The plan was for Julia, 29, and Andy, 28, to meet for dinner on Oct. 18, 2021, at Sasha’s in the DeMun neighborhood of Clayton, near where Julia lived. There, the two spent three hours talking nonstop, reminiscing about their shared childhood experiences – both had also attended the same elementary school though Julia was a grade ahead – and getting to know the person each other had become.

Andy left the night sure she was the one. Julia felt similarly, though it took her a few more dates to be 100% certain.

“What is so amazing and unique is that we have this history,” said Julia, who is a psychotherapist in private practice. “Most people meet in their 20s on a dating app. They have a lot of time to make up for. For Andy and me, it was like a puzzle piece fitting together from the beginning. We have a shared history and for us, that made a very positive difference.”

Effortless is probably the best word to describe the interplay between them. The two truly seem to delight in each other’s company. When the three of us spoke recently, Julia and Andy traveled back in time to when they were children, recalling seeing each other at the St. Louis airport on the way to their respective summer camps, his in Wisconsin, hers in Minnesota. 

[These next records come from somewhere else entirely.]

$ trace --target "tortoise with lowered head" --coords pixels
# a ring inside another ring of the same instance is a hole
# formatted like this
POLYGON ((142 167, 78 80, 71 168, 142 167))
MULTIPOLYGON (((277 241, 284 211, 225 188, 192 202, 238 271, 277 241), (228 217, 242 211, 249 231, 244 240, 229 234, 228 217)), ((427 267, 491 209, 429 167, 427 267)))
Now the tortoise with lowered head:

“I remember making eye contact in the airport with Andy and not saying anything,” said Julia.

“I remember the same thing,” Andy countered, also recalling that he had “a distinct memory as a little kid of being at Julia’s house and watching her and her sisters put on shows. There was always a lot of energy in the household,” added Andy, who works as a sales manager at the Ritz-Carlton St. Louis. 

It wasn’t all that long after getting to know each other that Andy and Julia moved in together. And while much of their relationship seems to resemble a storybook romance, their resolve was significantly tested when Andy endured a serious health scare last fall. Thankfully, he is fine now, but as Julia’s parents noted when he asked for their blessing to marry their daughter, “You guys have been through it and passed the stress test. You are perfect for each other.”

And so, on Jan. 6, after 15 months of dating, Andy decided the best place to propose was where it all began – at the preschool playground at Temple Israel. He worked with TI’s Rabbi Amy Feder to cement the plan.

“Julia and I went to the playground under the guise of helping a friend with a flat tire nearby,” said Andy, who proposed with a redesigned ring using the diamond from the engagement ring his late Grandma Beebee had given him after he graduated from college. 

“Right at sunset, the photographer was set up and captured the moment when I asked her to marry me,” Andy continued. “I had our parents and siblings and their partners all picked up by a limo bus, and they were able to come to the playground to help us celebrate, surprise Julia and share the moment on the playground where it all began.”

The two are planning to marry in late August. Julia says testament to the bashert of their relationship is that most of the wedding details have come together seamlessly. 

When I asked each of them what they loved the most about the other, Julia said, “Andy is so positive and just loves life.”

Andy said, “Julia is remarkably intelligent and caring and beautiful . . . She is perfect.”

Andy Cohen and Julia Katzman. (Courtesy)

Their love for each other also extends to a renewed enthusiasm for St. Louis.

“In the same way that meeting Andy is like reconnecting with an old friend, being in St. Louis is similar metaphorically,” said Julia. “It’s so nice to be close to home. It’s so nice to be able to go out to dinner with both sets of parents whenever we want. 

“St. Louis is so much a part of our roots and I think that that makes being here together so joyous and effortless.”